Clarification of Tier 2 Argument Buffer limits

Apple documentation states about Tier 2 Argument Buffer hardware capability

The maximum per-app resources available at any given time are: 500,000 buffers or textures

What does it mean exactly? Does this number refer to the maximal count of attachment points (e.g. unique indices) across all bound argument buffers, the maximal count of only bound resources across the argument buffers (e.g. when using dynamic indexing and sparsely binding resources) or the number of resource objects that the application can create and manage at a given time?

Prompted by some discussions in the community I decided to run some tests and was surprised to discover that I could bind many millions buffer attachments to a single argument buffer in a Metal shader on my M1 Max laptop, way in excess of the quoted 500,000 limit. Is that just undefined behaviour that one should not rely on or does "500,000" refer to something else instead of the number of attachment points?

Hope that someone from Apple Gpu team can clarify this. If this is not the correct venue for this question, please tell me where I can send my inquiry.

Accepted Reply

This limit refers to the number of separate buffers a shader or kernel can access in a single draw or dispatch. 500,000 is basically code for "more than you will ever need".

I expect that if your kernel/shader accesses more than 500,000 separate allocations in a single draw or dispatch, you will likely hit some pretty significant performance limitations. Having millions of buffers in a single argument buffer shouldn't have any real performance effects, accessing so many buffers would though.

Replies

This limit refers to the number of separate buffers a shader or kernel can access in a single draw or dispatch. 500,000 is basically code for "more than you will ever need".

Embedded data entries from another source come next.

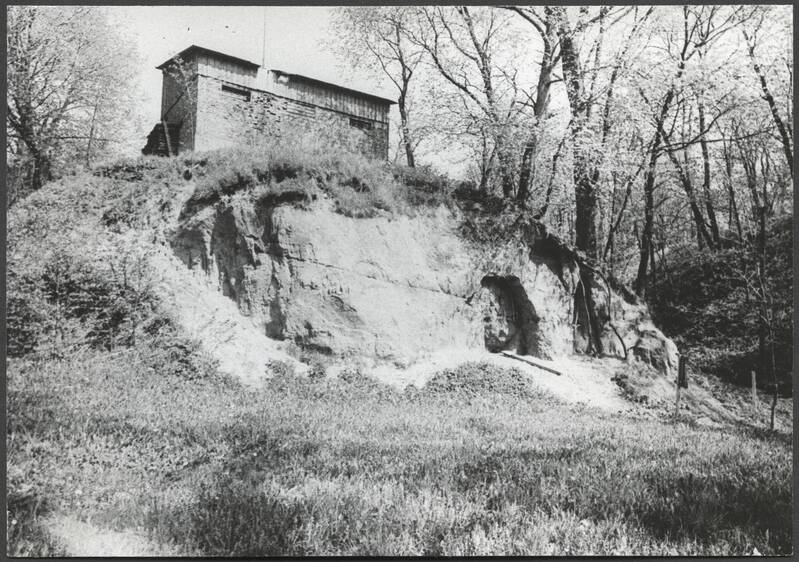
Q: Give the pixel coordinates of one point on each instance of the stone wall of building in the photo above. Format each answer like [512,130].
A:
[229,114]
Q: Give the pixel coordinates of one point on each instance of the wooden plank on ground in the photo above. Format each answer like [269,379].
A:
[529,361]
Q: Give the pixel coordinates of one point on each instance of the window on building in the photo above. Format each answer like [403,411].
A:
[244,94]
[362,124]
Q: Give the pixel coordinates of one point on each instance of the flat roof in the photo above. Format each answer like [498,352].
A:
[194,49]
[332,85]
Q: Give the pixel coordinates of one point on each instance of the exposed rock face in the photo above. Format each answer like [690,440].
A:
[385,287]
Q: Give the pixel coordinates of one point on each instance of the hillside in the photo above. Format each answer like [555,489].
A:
[705,304]
[290,353]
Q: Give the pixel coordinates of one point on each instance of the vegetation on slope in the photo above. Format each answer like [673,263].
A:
[116,417]
[707,302]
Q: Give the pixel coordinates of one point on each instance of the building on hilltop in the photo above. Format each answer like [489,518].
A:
[212,100]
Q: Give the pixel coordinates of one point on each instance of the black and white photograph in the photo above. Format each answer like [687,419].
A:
[399,281]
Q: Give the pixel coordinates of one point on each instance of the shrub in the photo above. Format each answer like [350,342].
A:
[474,379]
[423,186]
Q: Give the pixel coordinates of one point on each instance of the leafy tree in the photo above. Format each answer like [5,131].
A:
[377,37]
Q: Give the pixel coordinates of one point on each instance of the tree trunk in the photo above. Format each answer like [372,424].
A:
[784,136]
[406,135]
[649,216]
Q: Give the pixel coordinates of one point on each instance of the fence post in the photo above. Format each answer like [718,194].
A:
[682,381]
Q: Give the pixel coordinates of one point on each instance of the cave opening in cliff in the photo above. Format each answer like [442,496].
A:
[510,322]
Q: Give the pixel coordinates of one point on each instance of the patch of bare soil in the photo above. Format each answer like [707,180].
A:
[214,320]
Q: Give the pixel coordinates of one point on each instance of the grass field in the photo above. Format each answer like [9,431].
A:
[478,463]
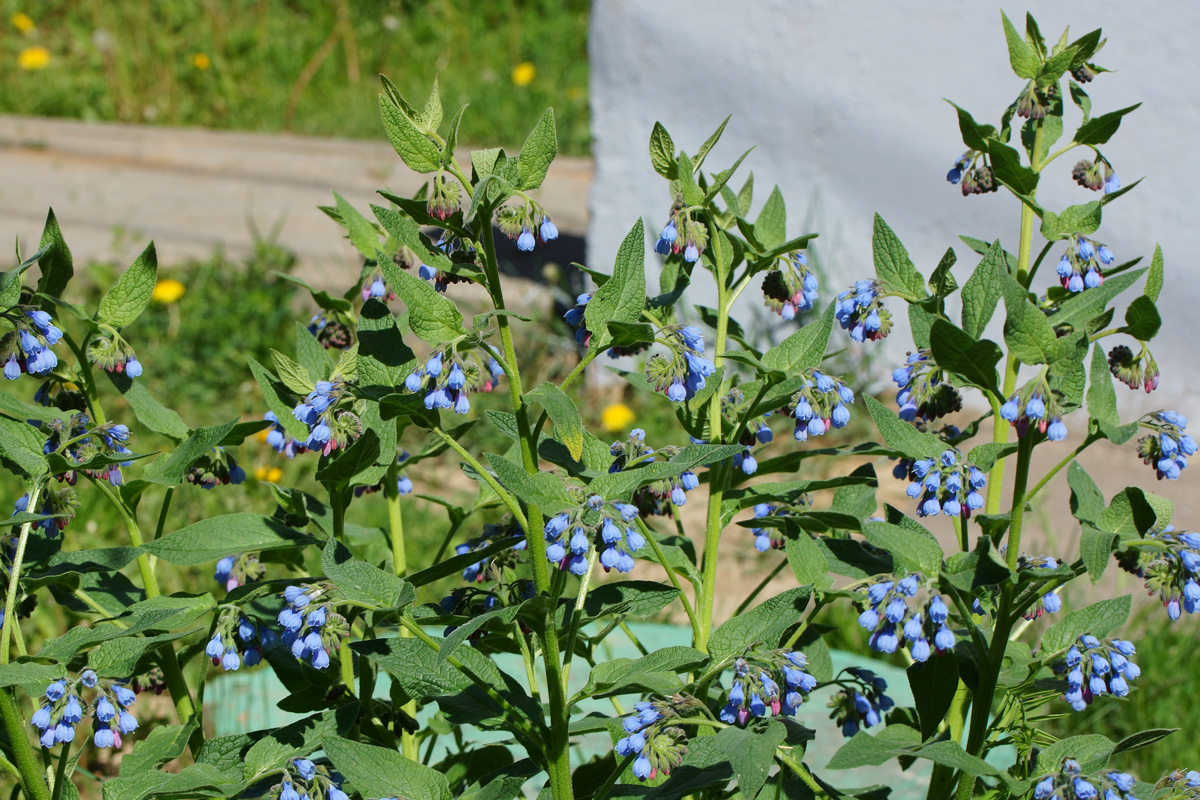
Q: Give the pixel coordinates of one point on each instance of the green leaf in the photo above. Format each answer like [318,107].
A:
[55,260]
[384,773]
[771,227]
[431,316]
[763,624]
[361,582]
[1155,280]
[561,408]
[1020,55]
[982,292]
[1143,319]
[363,234]
[893,265]
[1086,501]
[215,537]
[663,152]
[131,294]
[954,350]
[1099,130]
[913,548]
[805,348]
[623,298]
[1099,619]
[538,151]
[901,435]
[413,146]
[1096,549]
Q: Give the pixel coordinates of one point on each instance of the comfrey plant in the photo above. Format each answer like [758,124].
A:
[567,534]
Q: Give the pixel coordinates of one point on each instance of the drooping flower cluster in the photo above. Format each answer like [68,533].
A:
[520,223]
[1096,175]
[948,486]
[861,703]
[975,179]
[238,570]
[215,468]
[756,691]
[1169,446]
[894,624]
[1134,372]
[448,377]
[312,630]
[81,443]
[1049,602]
[63,709]
[1174,571]
[683,373]
[574,318]
[1102,667]
[924,389]
[790,287]
[654,737]
[861,311]
[237,639]
[597,523]
[331,332]
[27,348]
[820,404]
[1068,782]
[329,427]
[306,780]
[279,439]
[1081,266]
[682,234]
[1035,405]
[492,534]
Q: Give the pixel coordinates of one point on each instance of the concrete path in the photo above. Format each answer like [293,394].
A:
[114,187]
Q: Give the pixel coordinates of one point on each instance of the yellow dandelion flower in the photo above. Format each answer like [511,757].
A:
[523,73]
[168,290]
[22,22]
[34,58]
[616,417]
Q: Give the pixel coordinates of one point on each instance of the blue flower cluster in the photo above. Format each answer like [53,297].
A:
[571,534]
[1169,446]
[1174,573]
[1099,668]
[279,439]
[447,382]
[861,311]
[861,703]
[1069,783]
[1035,407]
[1080,266]
[893,624]
[683,374]
[756,691]
[820,404]
[237,639]
[310,782]
[311,630]
[318,413]
[659,745]
[28,348]
[947,486]
[790,287]
[1049,602]
[63,709]
[238,570]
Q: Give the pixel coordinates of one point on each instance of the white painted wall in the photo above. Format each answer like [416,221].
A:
[844,101]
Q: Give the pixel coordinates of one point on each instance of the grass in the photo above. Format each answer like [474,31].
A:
[305,67]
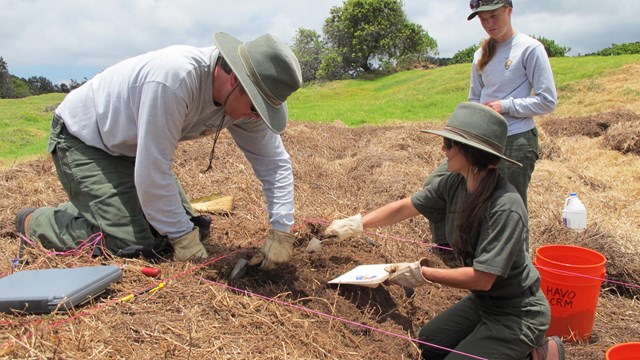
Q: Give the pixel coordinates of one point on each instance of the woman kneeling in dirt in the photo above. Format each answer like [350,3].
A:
[506,315]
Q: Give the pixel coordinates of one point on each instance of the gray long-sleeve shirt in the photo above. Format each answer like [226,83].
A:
[520,76]
[143,106]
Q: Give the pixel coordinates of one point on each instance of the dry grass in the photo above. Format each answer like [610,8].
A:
[292,313]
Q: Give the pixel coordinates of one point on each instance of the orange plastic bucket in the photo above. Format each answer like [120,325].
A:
[624,351]
[570,278]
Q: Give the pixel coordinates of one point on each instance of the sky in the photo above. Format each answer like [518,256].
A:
[75,39]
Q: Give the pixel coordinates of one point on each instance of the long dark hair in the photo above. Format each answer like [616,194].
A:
[473,207]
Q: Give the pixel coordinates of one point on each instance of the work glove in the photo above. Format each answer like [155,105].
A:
[345,228]
[407,274]
[203,222]
[189,247]
[275,251]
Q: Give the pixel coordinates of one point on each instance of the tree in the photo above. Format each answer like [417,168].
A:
[619,49]
[40,85]
[6,84]
[416,46]
[464,55]
[308,47]
[20,88]
[332,66]
[553,49]
[363,33]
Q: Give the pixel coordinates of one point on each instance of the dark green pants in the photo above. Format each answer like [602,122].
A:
[523,148]
[102,198]
[488,328]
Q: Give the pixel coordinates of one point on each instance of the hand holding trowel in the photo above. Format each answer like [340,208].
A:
[337,230]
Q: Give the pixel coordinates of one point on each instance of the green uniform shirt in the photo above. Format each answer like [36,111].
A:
[503,243]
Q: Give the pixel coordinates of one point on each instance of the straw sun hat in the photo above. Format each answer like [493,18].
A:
[269,72]
[478,126]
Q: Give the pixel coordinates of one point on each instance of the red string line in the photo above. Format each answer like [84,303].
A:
[333,317]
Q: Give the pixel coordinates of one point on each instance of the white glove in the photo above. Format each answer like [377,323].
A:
[189,247]
[407,274]
[345,228]
[275,251]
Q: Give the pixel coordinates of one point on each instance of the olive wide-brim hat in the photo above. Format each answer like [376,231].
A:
[478,6]
[269,72]
[478,126]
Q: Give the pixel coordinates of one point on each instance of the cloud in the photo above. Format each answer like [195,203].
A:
[66,39]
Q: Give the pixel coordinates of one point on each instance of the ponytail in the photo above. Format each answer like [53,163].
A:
[488,51]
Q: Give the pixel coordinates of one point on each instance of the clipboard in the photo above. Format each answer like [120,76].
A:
[50,290]
[363,275]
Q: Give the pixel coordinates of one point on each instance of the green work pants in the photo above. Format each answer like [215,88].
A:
[523,148]
[487,328]
[102,198]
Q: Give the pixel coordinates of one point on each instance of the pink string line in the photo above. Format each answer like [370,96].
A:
[317,221]
[92,241]
[321,314]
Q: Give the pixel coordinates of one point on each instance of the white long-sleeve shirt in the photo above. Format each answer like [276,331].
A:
[143,106]
[520,76]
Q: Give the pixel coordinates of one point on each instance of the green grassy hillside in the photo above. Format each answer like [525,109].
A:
[416,95]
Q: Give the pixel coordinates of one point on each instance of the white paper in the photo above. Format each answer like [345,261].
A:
[363,275]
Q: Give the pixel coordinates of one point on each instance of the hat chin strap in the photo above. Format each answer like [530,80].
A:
[255,77]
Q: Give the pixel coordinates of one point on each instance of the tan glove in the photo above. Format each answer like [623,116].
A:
[189,247]
[275,251]
[345,228]
[408,274]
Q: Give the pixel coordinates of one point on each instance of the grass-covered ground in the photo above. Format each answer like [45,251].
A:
[415,95]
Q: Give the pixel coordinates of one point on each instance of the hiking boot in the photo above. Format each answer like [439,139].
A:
[551,348]
[22,220]
[203,222]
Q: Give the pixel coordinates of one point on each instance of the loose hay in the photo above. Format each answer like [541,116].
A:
[338,172]
[624,137]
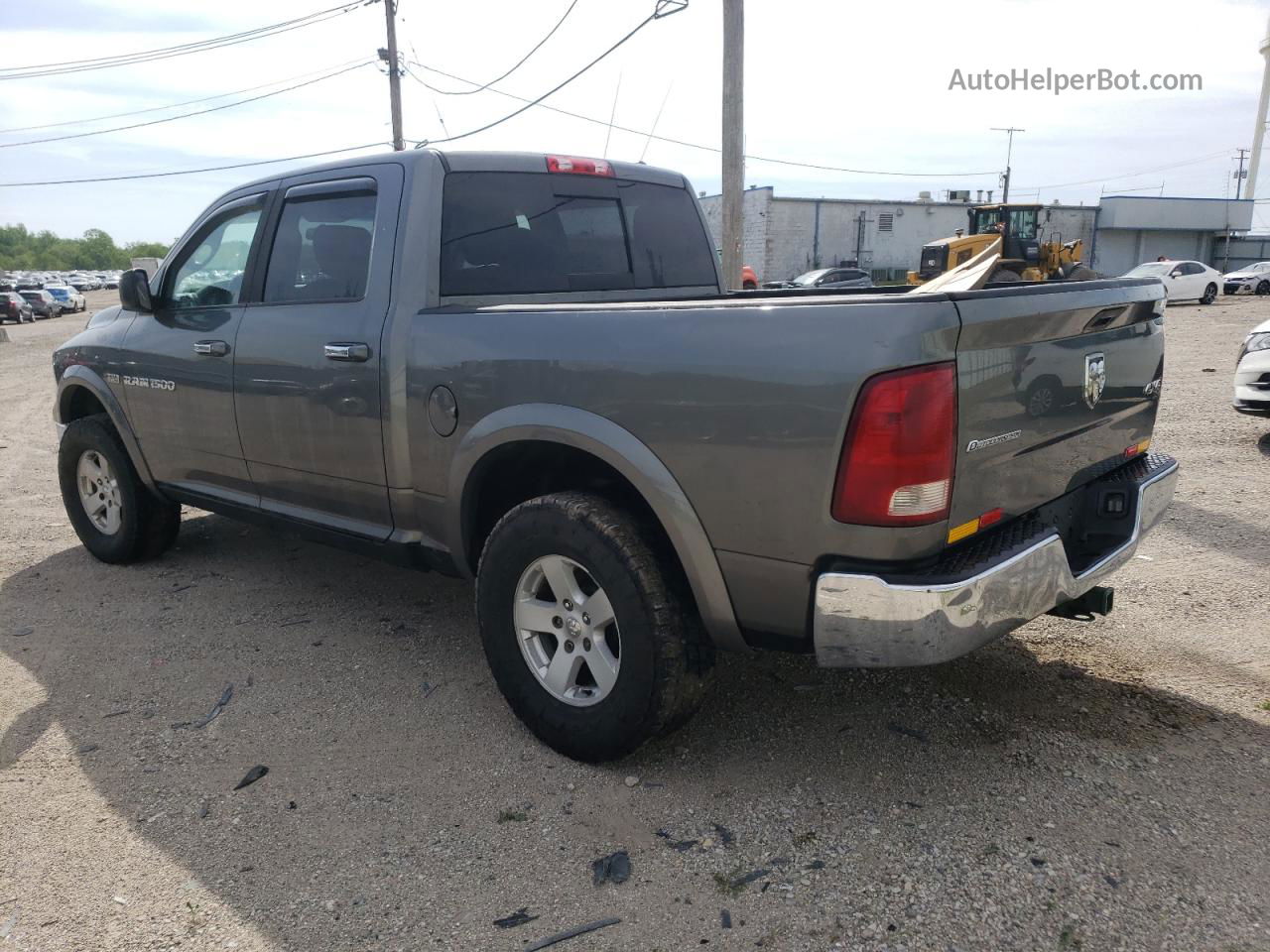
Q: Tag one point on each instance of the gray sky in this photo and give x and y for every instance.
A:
(852, 85)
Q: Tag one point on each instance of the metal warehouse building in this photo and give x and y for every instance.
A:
(785, 236)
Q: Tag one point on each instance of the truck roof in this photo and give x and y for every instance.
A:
(476, 162)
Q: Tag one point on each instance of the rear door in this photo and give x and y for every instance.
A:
(1056, 384)
(308, 366)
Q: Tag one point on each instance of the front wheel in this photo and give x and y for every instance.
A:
(113, 513)
(592, 639)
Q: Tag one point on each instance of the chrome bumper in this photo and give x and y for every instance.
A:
(861, 621)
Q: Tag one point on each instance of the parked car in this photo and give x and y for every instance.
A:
(1252, 373)
(1184, 281)
(44, 303)
(1254, 280)
(826, 278)
(67, 298)
(851, 476)
(17, 308)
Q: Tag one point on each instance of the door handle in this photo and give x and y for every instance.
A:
(357, 353)
(211, 348)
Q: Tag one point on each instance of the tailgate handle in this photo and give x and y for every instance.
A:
(1103, 317)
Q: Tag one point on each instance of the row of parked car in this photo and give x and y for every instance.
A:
(39, 281)
(50, 301)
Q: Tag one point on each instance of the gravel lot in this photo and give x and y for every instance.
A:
(1097, 785)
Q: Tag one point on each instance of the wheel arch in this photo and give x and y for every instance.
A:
(576, 439)
(81, 393)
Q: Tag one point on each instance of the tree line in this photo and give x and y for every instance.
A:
(42, 250)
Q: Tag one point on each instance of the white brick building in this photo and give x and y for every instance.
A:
(786, 236)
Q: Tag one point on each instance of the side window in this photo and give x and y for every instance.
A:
(321, 250)
(208, 272)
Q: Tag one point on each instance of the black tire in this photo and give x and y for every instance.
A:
(666, 656)
(148, 525)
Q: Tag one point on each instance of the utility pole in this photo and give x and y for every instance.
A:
(1238, 186)
(1010, 149)
(390, 58)
(733, 140)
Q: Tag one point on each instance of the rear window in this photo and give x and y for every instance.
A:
(531, 234)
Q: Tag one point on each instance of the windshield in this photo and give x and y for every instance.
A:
(1151, 268)
(810, 278)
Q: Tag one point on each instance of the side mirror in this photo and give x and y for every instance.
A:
(135, 291)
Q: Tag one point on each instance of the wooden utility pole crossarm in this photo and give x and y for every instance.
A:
(733, 140)
(394, 75)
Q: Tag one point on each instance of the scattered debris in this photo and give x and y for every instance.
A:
(615, 867)
(742, 881)
(572, 933)
(220, 706)
(518, 918)
(252, 775)
(908, 731)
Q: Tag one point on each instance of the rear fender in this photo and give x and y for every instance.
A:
(631, 458)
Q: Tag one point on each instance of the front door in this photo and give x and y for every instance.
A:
(307, 372)
(180, 379)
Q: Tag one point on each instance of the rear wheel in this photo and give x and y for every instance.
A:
(593, 642)
(113, 513)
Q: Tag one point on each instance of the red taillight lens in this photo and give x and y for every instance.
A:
(898, 456)
(574, 166)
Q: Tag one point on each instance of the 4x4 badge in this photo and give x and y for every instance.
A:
(1095, 379)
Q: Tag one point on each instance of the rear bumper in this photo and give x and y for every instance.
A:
(865, 621)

I expect that if your kernel/shader accesses more than 500,000 separate allocations in a single draw or dispatch, you will likely hit some pretty significant performance limitations. Having millions of buffers in a single argument buffer shouldn't have any real performance effects, accessing so many buffers would though.

Thanks for the clarification! The origin of the question is because some members of the community claim that Metal cannot effectively emulate Vulkan or DX12 binding model since DX12 guarantees that you can have at least a million attachment points. This has apparently prompted a popular programming technique in DX12 world where one would just allocate a million attachment points for textures and then use dynamic indexing to pick the relevant one's. There were concerns that you can't do it with Metal (in the context of frameworks such as MoltenVK), but it seems like you indeed can.